The Acanthostega fossil shows an amphibian from mya which has eight fingers and seven toes so is different from current organisms. It has four legs and a backbone like mammals, reptiles and amphibians but also a fish like tail and gills.
It lived in water. In the horse, the number of toes they have has been reduced from four to one. A succession of fossils from the horse ancestor with four toes to a modern horse with one toe shows a trend towards reduced number of toes. A clear progression of species is visible in the fossil record over time, from bacteria, to simple water based organisms, to amphibians, to insects, to reptiles and finally to mammals.
All living organisms have DNA, use the same 20 amino acids and use left, not right handed amino acids. This suggests that all life forms had a common ancestor which did the same. To determine further relationships between organisms, comparing DNA and protein structure can be helpful.
The tighter the bond the greater the similarity and the more closely related the species. Most fundamental enzymes present in most living creatures have a similar amino acid structure. Proteins are genetically determined. Thus a close match in the amino acid sequence of two proteins from different species indicates that the genes in those proteins evolved from a common gene present in a shared ancestor.
Mutations are random changes in gene structure but they occur at a roughly predictable rate.
D 3 1 outline the method for dating rocks using radioactive isotopes
In general the more differences between the amino acid sequence of a common protein, the further in the past two species had a common ancestor.
For example, the haemoglobin of gorillas only differs by one amino acid from human haemoglobin whereas elephant haemoglobin differs from human haemoglobin by 26 amino acids. Therefore elephants separated as a species from a common ancestor with humans longer ago then did gorillas. Information like this can help to group organisms in trees of descent and suggest how long ago they had a common gene pool.
Scientific Dating Methods This dating scene is dead. The good dates are confirmed using at least two different methods, ideally involving multiple independent labs for each method to cross-check results. Sometimes only one method is possible, reducing the confidence researchers have in the results.

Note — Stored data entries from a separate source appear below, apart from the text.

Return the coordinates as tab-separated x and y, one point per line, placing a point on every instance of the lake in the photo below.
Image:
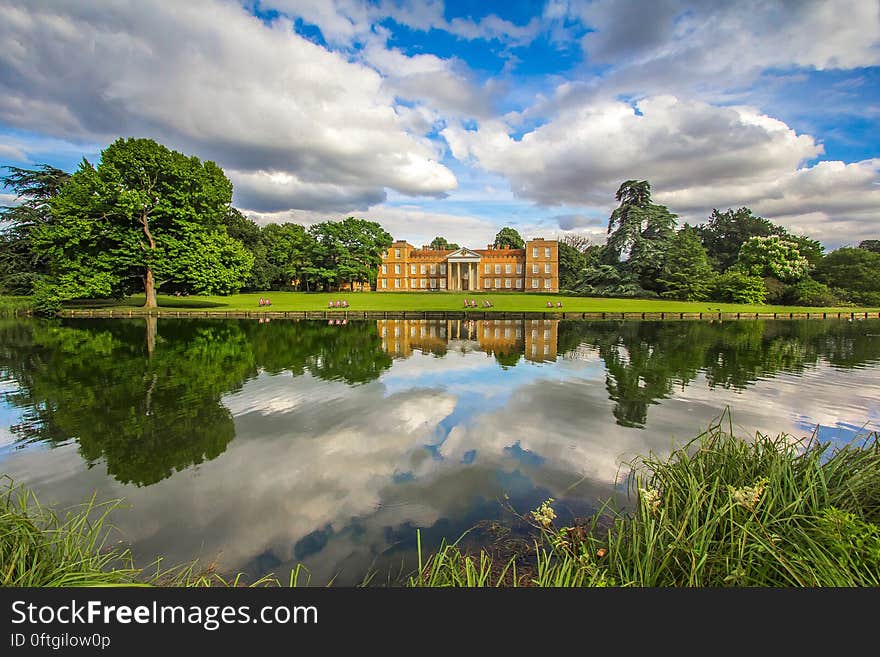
262	444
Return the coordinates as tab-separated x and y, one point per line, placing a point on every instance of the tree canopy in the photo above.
442	244
144	216
509	238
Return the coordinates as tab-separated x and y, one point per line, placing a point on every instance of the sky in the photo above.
446	118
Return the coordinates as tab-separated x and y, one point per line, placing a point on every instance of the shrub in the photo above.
810	293
738	287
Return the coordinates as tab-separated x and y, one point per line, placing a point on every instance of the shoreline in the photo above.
461	314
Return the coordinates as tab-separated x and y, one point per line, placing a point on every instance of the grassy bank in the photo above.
440	301
720	511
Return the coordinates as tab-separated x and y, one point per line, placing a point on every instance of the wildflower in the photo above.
544	514
651	498
748	496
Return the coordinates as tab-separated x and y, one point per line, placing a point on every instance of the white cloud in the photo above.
208	78
720	44
697	156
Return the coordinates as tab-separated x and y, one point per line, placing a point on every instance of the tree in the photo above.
144	216
856	271
578	242
509	238
571	263
347	251
725	232
686	273
441	244
773	256
736	286
20	263
641	231
288	249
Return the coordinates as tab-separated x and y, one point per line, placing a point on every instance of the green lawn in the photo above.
418	301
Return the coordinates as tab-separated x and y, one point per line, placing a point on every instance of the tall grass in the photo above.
720	511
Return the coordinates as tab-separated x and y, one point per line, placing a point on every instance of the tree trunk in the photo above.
152	330
150	289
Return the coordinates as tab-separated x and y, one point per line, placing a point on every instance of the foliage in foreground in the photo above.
718	512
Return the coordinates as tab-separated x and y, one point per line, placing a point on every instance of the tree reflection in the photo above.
646	361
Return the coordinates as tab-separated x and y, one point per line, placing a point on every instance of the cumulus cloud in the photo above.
209	78
720	44
696	155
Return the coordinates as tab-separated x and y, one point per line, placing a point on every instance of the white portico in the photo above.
463	270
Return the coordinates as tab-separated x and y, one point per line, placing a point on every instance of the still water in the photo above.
263	444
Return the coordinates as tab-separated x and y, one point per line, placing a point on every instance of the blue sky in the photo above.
457	118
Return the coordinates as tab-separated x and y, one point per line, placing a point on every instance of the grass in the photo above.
439	301
719	511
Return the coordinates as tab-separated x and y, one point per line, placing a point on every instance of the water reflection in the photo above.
281	441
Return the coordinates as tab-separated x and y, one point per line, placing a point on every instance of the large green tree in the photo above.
509	238
144	216
346	251
571	263
20	263
724	233
641	231
686	273
442	244
773	256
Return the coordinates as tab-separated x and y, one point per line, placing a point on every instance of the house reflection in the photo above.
533	339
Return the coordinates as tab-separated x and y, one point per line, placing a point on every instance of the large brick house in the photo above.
532	269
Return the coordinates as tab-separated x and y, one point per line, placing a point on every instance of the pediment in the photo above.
464	255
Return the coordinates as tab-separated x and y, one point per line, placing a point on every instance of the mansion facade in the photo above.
535	268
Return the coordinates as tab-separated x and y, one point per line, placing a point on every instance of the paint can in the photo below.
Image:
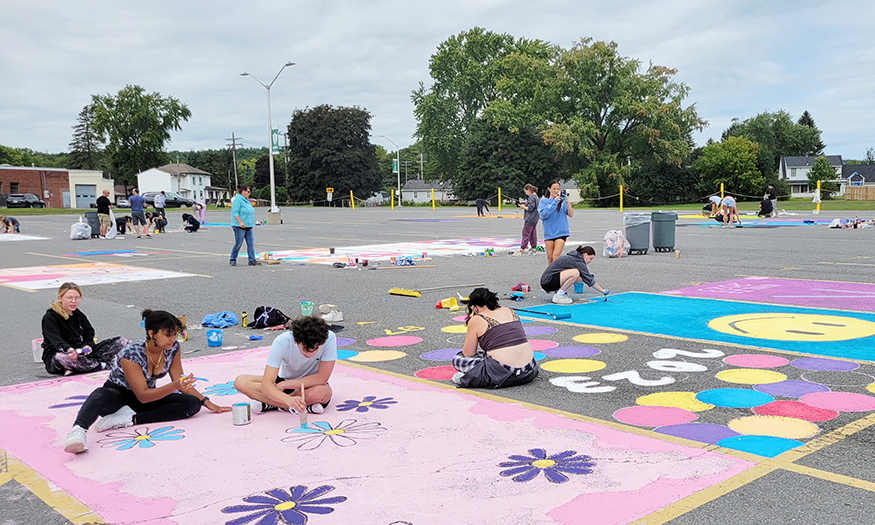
241	414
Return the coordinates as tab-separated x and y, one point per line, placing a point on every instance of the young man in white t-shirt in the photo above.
303	357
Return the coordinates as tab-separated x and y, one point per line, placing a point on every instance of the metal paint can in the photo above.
241	414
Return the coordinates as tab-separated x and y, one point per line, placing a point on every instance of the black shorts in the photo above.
552	285
290	390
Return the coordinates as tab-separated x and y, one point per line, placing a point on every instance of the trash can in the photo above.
94	222
663	230
637	226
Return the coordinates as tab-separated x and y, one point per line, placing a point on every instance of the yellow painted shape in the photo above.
750	377
573	366
793	327
777	426
684	400
374	356
600	338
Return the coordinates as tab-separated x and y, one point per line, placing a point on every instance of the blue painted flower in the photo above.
140	436
365	404
344	434
221	389
290	507
526	468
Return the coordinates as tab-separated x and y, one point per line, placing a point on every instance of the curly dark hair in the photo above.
311	332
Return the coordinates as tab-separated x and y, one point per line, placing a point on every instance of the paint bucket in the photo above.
214	337
241	414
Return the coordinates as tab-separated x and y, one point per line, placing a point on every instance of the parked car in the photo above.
24	200
172	200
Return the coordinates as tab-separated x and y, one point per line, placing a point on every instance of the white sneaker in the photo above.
333	316
76	443
121	418
562	298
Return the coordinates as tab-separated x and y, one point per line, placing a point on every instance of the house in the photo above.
419	191
795	171
180	178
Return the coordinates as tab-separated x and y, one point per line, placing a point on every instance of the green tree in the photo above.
330	147
464	70
494	157
136	126
824	172
598	110
732	162
86	148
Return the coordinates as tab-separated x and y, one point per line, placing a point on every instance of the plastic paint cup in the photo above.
214	337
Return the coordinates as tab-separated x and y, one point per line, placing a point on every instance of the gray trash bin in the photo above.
637	226
93	221
663	230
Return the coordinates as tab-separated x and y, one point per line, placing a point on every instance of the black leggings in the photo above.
111	397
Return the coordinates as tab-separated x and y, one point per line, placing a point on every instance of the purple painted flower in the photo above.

Methods fall into one of two categories: These methods — some of which are still used today — provide only an approximate spot within a previously established sequence: Think of it as ordering rather than dating. One of the first and most basic scientific dating methods is also one of the easiest to understand. Paleontologists still commonly use biostratigraphy to date fossils, often in combination with paleomagnetism and tephrochronology.
A submethod within biostratigraphy is faunal association: Sometimes researchers can determine a rough age for a fossil based on established ages of other fauna from the same layer — especially microfauna, which evolve faster, creating shorter spans in the fossil record for each species. The polarity is recorded by the orientation of magnetic crystals in specific kinds of rock, and researchers have established a timeline of normal and reversed periods of polarity. Paleomagnetism is often used as a rough check of results from another dating method.
Within hours or days of a volcanic eruption, tephra — fragments of rock and other material hurled into the atmosphere by the event — is deposited in a single layer with a unique geochemical fingerprint. Researchers can first apply an absolute dating method to the layer.
They then use that absolute date to establish a relative age for fossils and artifacts in relation to that layer.